Aku tidak habis pikir dengan orang-orang yang selalu menyudutkanku karena hampir tidak berada di rumah. Bukankah ini urusanku dengan Aditya? Ini rumah tangga kami, kami yang mengaturnya. Mereka tidak punya hak untuk bicara seenaknya.
Mereka tidak tahu apa-apa. Mana tahu mereka kalau sebenarnya Aditya cuma pekerja kantoran biasa. Pangkatnya rendahan. Mana tahu mereka kalau sebenarnya aku-lah yang menopang sebagian besar kebutuhan rumah tangga dengan gajiku. Biaya listrik, gas, air, semua dibayar dengan gajiku. Maka bukan salahku, kan, kalau aku bekerja keras untuk memenuhi kebutuhan rumah tanggaku?

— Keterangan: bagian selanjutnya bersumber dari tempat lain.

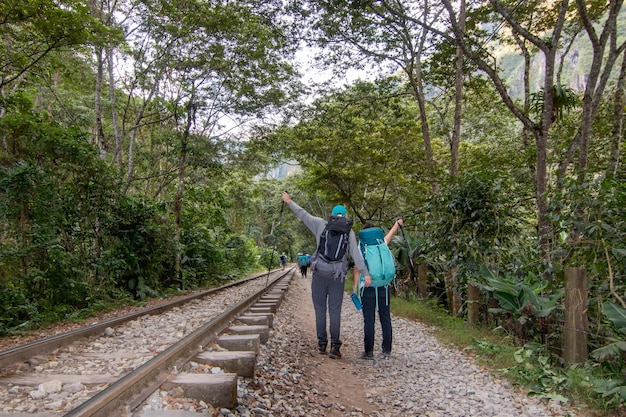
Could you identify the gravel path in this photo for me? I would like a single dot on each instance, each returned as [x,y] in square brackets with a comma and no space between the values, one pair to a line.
[422,378]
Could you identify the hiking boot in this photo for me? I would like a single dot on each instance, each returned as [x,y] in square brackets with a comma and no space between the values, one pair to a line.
[334,352]
[367,356]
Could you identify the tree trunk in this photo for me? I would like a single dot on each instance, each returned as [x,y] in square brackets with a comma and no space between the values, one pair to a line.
[116,131]
[178,199]
[98,135]
[458,99]
[473,305]
[422,280]
[617,132]
[576,326]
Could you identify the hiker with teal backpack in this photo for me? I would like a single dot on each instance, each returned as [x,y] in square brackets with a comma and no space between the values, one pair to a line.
[373,291]
[335,241]
[303,262]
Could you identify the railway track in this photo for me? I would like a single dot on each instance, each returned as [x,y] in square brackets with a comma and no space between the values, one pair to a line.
[110,368]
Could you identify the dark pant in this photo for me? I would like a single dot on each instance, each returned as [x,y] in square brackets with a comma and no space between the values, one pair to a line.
[370,294]
[327,293]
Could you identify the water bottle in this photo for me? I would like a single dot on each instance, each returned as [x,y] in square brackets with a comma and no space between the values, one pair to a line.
[357,302]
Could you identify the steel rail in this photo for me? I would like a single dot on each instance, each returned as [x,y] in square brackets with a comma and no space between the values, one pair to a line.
[48,344]
[131,390]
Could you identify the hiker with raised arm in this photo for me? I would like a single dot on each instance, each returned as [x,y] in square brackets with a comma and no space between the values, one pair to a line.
[335,241]
[373,291]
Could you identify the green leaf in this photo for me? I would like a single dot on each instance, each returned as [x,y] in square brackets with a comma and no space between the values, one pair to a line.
[616,314]
[614,350]
[508,301]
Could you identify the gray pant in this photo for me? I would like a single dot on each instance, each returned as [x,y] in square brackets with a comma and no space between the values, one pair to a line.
[327,293]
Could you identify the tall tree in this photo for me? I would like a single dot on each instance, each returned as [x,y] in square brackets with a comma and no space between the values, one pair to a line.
[380,32]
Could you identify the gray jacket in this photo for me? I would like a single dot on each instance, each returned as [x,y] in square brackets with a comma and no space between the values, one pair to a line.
[317,225]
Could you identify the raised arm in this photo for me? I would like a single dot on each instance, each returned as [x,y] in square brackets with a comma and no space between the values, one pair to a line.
[393,230]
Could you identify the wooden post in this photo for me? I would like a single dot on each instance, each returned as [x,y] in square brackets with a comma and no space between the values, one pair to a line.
[473,305]
[452,295]
[422,279]
[575,349]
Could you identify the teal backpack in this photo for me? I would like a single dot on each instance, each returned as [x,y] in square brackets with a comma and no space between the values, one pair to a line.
[378,258]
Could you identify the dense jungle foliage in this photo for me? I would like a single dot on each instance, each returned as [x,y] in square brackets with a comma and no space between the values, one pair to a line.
[138,142]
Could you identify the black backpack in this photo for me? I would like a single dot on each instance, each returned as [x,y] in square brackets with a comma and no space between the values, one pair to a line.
[334,239]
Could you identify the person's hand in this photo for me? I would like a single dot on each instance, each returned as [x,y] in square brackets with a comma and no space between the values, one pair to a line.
[368,280]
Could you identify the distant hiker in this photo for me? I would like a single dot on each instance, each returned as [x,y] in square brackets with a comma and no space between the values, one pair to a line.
[303,261]
[335,240]
[374,290]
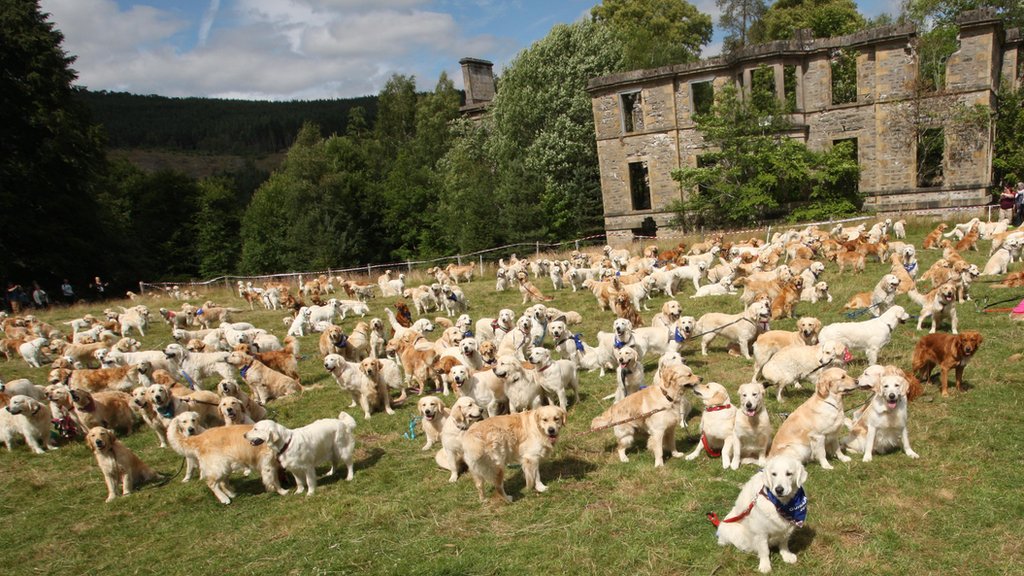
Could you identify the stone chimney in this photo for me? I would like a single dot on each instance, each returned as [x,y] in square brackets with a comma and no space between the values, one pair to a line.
[478,78]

"Kenapa baru pulang? Ini sudah lewat tengah malam." Teguran Aditya merupakan hal pertama yang aku dengar begitu memasuki rumah.
"Aku capek, mau mandi dulu." Balasku acuh sambil melepas sepatuku.
"Kau pergi bahkan sebelum matahari terbit, dan baru pulang setelah lewat tengah malam.
Sesibuk apa, sih, pekerjaanmu itu?"
Mendengar seruan Aditya yang penuh kejengkelan itu membuatku ikut naik pitam. Pembahasan ini selalu saja memantik pertengkaran.
"Apa kau tidak lelah, Dit? Kita sudah membahas ini berkali-kali. Dan jawabanku akan tetap sama. Aku bekerja sampai selarut ini juga demi kau, demi rumah tangga kita. Tidak perlu lah kau perpanjang masalah ini."
Di hari-hari berikutnya, Aditya tidak pernah mengungkit masalah itu lagi. Aku pun tidak mau peduli. Semua berjalan seperti biasa. Aditya dengan pekerjaannya, aku dengan pekerjaanku. Makin hari aku semakin sibuk. Dua bulan lalu, aku baru saja dipromosikan untuk naik jabatan. Pekerjaanku semakin menumpuk. Istirahat 15 menit pun sangat berharga rasanya. Aku semakin jarang berjumpa dengan Aditya. Aku pergi ketika dia masih tidur, dan pulang ketika dia sudah tertidur pula.
Makin hari juga semakin terasa perbedaannya. Tidak, bukan perbedaan pada diriku, tapi Aditya. Entah kenapa lelaki itu terlihat kuyu. Apa dia naik jabatan? Apakah pekerjaannya menumpuk sepertiku? Aku tidak pernah bertanya, tidak pernah pula mau tahu. Di benakku, selama kebutuhan kami tercukupi, maka kami baik-baik saja.
"Dit, ini piring-piring kenapa belum habis dicuci? Kau pulang daritadi tapi tidak melakukan apapun! Masa pekerjaan begini saja tidak bisa kau selesaikan?"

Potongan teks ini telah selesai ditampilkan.